Friday, June 01, 2007

God, cops and criminals

Public figures regularly invoke the name of God or some higher power when they achieve some accomplishment or recognition. So I only half paid attention when the new police chief, Col. Henry Whitehorn, thanked God when he took the podium at the press conference last night. But then he came back to the almighty saying that God has a plan.

That caught my attention. He didn't immediately elaborate on the plan, and Channel 12 returned to CSI just after that, so I'm not sure if anything else came up. But I was struck that this is a man who sees himself working for a higher authority than himself, the mayor or even the citizens of Shreveport. I hope so. Because, quite frankly, I'm not sure that the police chief can prevent most crime.

The Rev. Bobby Joe Cooper paid me a visit this morning and without me asking he brought up the issue.

"Every week people are killing each other. The new police chief is not going to stop that. The only solution is Jesus Christ."

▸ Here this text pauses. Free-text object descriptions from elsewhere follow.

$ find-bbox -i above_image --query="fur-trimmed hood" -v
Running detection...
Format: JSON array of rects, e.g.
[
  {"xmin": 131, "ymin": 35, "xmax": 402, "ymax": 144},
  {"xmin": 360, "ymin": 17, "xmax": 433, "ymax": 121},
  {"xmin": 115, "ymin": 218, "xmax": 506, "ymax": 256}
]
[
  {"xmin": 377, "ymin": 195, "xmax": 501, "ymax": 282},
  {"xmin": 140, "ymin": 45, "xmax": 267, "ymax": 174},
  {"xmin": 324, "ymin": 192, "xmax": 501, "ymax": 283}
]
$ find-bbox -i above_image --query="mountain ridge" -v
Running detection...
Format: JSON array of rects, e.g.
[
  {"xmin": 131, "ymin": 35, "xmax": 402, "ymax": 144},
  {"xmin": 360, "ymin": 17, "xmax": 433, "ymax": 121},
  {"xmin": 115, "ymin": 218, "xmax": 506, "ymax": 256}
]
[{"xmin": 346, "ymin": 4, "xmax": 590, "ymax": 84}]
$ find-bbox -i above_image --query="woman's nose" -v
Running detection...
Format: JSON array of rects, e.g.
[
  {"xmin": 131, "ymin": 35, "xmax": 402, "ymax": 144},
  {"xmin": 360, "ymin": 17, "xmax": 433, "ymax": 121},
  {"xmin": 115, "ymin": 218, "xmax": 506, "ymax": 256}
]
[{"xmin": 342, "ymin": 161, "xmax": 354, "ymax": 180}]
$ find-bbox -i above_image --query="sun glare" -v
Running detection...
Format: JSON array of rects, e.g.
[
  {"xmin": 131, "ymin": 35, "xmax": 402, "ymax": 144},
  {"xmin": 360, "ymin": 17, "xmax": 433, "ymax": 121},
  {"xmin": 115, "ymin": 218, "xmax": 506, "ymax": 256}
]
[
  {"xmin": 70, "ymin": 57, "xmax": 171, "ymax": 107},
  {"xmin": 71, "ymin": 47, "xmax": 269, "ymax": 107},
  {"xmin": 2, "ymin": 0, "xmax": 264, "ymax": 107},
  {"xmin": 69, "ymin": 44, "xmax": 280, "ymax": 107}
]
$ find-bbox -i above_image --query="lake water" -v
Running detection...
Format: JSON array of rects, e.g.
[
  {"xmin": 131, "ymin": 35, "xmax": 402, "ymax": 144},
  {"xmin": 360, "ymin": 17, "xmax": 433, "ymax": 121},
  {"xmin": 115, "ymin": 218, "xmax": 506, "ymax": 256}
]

Cooper is on to something. He's been walking the streets, evangelizing in hopes of making a difference.

Maybe if we all leaned on some higher power (It doesn't have to be Jesus. All world religions condemn senseless violence, and secular humanists would see it as impractical.) then our city might be safer.

4 comments:

Tom said...

I appreciate your desire to include all "faiths" in condeming violence, but I'm not sure secular humanists find violence impratical.

The greatest crimes against humanity were made by people who professed secular humanism. Communism alone was responsible for 100,000,000 deaths last century. This doesn't include facism and other forms of extemism.

When people fail to recognize a higher power, they have nothing to keep them from causing the greatest attrocities.

Religious people certainly are not immune from participating in sin, but by in large, atheisms has cause more suffering in the short time it has been popular.

Tom said...

I should add that you are absolutely right about a higher power being needed to help curb criminal behavior.

Diane Haag said...

I don't know Tom. Based on what little I know of secular humanism as practiced by average people, it still recognizes ethics and the need for some sense of order for a functioning society. Random violence doesn't fit into an orderly society.

Tom said...

Random violence is one thing. But there is nothing preventing a secular humanist from advocating targetted violence.

As the baby boomers continue to age and Medicare and Social Security bills sky rocket, a practical solution may be to euthanize the old and infirm. Why pay huge medical costs for someone who doesn't have long to live? Why not just put them out of their misery? It would be good for society economically.

When is to prevent a secular humanist from taking such a position?